Vittoria storica tra mille incognite
Marcello Sorgi
Benché annunciata da tempo, la vittoria di Giorgia Meloni e di Fratelli d’Italia è un fatto assolutamente nuovo nella lunga storia repubblicana che ne ha viste di ogni tipo. In un panorama più frammentato, e con un’affluenza bassissima, specie al Sud, vince, a scapito dei suoi stessi alleati, la destra-destra che affonda le sue radici nella lunga emarginazione dalla Prima Repubblica del Msi almirantiano, nato dalle ceneri di quella di Salò, fuori dall’arco costituzionale dei partiti che avevano messo a fondamento della Carta l’antifascismo.
Che questo accada a un mese dal centenario della Marcia su Roma e dell’inizio del ventennio di dittatura di Mussolini è una coincidenza: gli italiani che hanno votato Meloni non lo hanno fatto per nostalgia del Fascismo o perché la considerano fascista, cosa tra l’altro dubbia. L’unica analogia con la lontana esperienza del Duce è che anche lei arriva alla guida del governo – e si vedrà se e come, dato che adesso cominciano i suoi giorni più difficili – alla fine di una maratona solitaria contro tutto e tutti, compresi Salvini, a cui ha divorato metà dei voti, Berlusconi, che ha tenuto, e Draghi, verso il quale invece ha svolto un’opposizione attenta, calibrata e intelligente.

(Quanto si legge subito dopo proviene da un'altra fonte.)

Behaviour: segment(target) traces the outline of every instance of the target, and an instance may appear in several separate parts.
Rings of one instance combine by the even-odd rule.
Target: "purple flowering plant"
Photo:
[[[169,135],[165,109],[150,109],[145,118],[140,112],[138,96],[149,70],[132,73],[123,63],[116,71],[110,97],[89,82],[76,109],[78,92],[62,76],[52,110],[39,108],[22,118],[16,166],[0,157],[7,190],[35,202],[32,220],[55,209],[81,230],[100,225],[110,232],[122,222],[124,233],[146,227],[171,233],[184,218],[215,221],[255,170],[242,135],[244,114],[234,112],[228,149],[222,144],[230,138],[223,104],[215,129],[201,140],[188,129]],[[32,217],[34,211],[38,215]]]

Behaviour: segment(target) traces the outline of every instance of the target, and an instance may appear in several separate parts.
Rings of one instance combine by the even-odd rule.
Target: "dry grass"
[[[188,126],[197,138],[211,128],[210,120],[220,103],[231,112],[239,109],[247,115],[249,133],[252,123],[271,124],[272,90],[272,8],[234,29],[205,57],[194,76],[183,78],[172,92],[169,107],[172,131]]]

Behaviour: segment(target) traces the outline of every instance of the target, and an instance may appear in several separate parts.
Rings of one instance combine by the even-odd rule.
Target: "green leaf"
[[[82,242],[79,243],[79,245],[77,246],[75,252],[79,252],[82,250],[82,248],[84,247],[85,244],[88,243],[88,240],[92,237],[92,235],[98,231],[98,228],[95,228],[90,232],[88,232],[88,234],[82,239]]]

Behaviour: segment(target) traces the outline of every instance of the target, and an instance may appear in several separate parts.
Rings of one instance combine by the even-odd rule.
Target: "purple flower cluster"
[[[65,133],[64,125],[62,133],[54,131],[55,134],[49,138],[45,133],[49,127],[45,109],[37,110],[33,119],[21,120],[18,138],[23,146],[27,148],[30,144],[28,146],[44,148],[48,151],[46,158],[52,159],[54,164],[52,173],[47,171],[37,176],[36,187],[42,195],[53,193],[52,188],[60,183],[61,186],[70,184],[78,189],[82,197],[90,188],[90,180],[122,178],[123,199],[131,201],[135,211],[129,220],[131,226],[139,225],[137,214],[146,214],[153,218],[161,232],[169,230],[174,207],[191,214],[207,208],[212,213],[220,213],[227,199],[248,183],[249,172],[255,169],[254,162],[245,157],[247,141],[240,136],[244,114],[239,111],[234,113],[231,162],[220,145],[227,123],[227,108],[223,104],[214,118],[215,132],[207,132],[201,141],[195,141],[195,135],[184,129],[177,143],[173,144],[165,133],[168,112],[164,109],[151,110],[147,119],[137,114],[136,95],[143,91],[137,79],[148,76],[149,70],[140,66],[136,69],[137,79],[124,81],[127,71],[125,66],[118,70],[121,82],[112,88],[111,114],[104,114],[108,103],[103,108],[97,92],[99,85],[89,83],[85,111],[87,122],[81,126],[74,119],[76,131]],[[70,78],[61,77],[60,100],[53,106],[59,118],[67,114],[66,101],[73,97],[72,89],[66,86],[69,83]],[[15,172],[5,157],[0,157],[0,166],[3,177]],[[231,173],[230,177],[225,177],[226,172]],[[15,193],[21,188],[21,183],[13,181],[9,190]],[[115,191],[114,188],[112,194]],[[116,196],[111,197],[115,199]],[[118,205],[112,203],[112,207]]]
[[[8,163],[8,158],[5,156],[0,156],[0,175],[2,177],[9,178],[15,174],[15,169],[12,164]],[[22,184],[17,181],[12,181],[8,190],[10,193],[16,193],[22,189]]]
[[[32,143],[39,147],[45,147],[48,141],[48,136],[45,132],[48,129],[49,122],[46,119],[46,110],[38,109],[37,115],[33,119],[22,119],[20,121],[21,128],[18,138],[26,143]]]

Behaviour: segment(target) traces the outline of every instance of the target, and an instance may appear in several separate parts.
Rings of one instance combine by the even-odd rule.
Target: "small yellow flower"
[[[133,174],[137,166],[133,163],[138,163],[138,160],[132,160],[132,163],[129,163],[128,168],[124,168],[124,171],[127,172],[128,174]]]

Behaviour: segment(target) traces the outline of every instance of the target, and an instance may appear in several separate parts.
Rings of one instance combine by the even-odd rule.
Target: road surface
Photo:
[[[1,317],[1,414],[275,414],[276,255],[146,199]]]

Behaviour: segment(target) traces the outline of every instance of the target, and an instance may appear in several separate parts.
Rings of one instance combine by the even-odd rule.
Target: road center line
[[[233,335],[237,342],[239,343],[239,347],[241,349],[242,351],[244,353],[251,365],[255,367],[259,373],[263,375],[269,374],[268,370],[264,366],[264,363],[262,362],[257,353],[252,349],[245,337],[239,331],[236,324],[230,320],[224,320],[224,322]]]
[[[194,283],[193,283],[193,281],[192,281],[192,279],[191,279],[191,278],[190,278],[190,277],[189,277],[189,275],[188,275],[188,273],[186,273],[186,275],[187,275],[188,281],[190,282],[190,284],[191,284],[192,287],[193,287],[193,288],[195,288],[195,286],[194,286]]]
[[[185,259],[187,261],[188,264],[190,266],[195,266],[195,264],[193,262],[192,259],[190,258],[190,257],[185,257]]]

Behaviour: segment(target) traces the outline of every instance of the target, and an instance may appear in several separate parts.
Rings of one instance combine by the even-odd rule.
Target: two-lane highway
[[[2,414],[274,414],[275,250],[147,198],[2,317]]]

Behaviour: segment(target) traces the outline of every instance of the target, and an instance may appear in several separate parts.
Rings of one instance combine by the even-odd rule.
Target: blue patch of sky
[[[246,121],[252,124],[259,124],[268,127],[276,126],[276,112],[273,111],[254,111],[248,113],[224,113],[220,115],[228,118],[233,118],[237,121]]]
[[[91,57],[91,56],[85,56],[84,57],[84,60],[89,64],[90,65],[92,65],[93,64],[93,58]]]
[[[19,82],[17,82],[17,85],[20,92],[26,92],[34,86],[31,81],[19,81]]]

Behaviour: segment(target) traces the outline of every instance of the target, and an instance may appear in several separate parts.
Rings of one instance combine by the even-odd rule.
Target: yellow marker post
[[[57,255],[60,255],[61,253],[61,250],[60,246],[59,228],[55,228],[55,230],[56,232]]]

La sua strada verso Palazzo Chigi è segnata, ma non completamente scontata. Dipenderà da una serie di fattori che oggi devono ancora precisarsi e rassodarsi, al di là della probabilità, che sembra accertata, che il centrodestra abbia la maggioranza in entrambe le Camere: le dimensioni precise della vittoria in termini di seggi, soprattutto al Senato; le percentuali finali di Salvini e Berlusconi, tramortiti dal passaggio del carrarmato Giorgia; il peso che in una situazione instabile potrebbero avere i centristi di Lupi, Toti e Brugnaro, eletti in gran parte nei collegi messi generosamente a disposizione da Meloni, ma decisi da subito a riprendersi la loro autonomia; l’attribuzione definitiva dei collegi più contesi. Ciò che invece spinge verso la guida del governo questa giovane donna romana – nata nel quartiere borghese della Camilluccia, abbandonata da un padre commercialista di sinistra, cresciuta nella borgata “rossa” della Garbatella e forse per reazione a tutto questo diventata ragazza di estrema destra – è la sua fortissima volontà, in grado di farle superare tutte le sfide che si preparano per lei dopo la vittoria. A cominciare dal pregiudizio europeo – ma non americano – nei suoi confronti, a cui hanno dato voce la presidente della Commissione Von der Leyen, e molti giornali, in testa l’autorevole “Economist” che giudicò per primo Berlusconi incapace di governare l’Italia. E più che la Costituzione e il presidenzialismo sbandierato tra le polemiche in campagna elettorale, saranno le reazioni delle istituzioni di Bruxelles e dei mercati finanziari internazionali, oltre a una situazione sociale che potrebbe diventare esplosiva, primi ostacoli che Meloni, una volta giunta al governo, dovrebbe superare.
Sul fronte della sconfitta – annunciata, anche questa – del centrosinistra, non c’è neppure bisogno di dire che per il principale avversario della Meloni, Letta, – che inutilmente aveva cercato la competizione a due, diretta, con la vincitrice, nell’illusione di poter almeno ottenere la posizione di primo partito – si apre la malinconica via dell’uscita di scena, lenta o rapida che sarà. Forse perfino del ritorno all’insegnamento a Parigi, dal quale era stato bruscamente richiamato e nel quale aveva certo avuto più soddisfazioni. Per giustificarsi, Letta dirà di esser stato lasciato solo: dai suoi alleati con cui molto, ma non abbastanza, aveva fatto per costruire la coalizione che sarebbe servita per competere seriamente. E dai suoi amici e compagni di partito, defilatisi uno dopo l’altro in attesa del congresso che nominerà l’ennesimo successore alla segreteria del Pd. Se il partito continuerà a cercare, non una vera strategia comune e una strada per la ricostruzione, come ha suggerito Prodi, l’uomo delle due vittorie “storiche” del 1996 e del 2006, ma un modo per perpetuare e garantire il gruppo dirigente delle correnti, finirà con l’avviarsi verso una dissoluzione simile a quella dei socialisti francesi.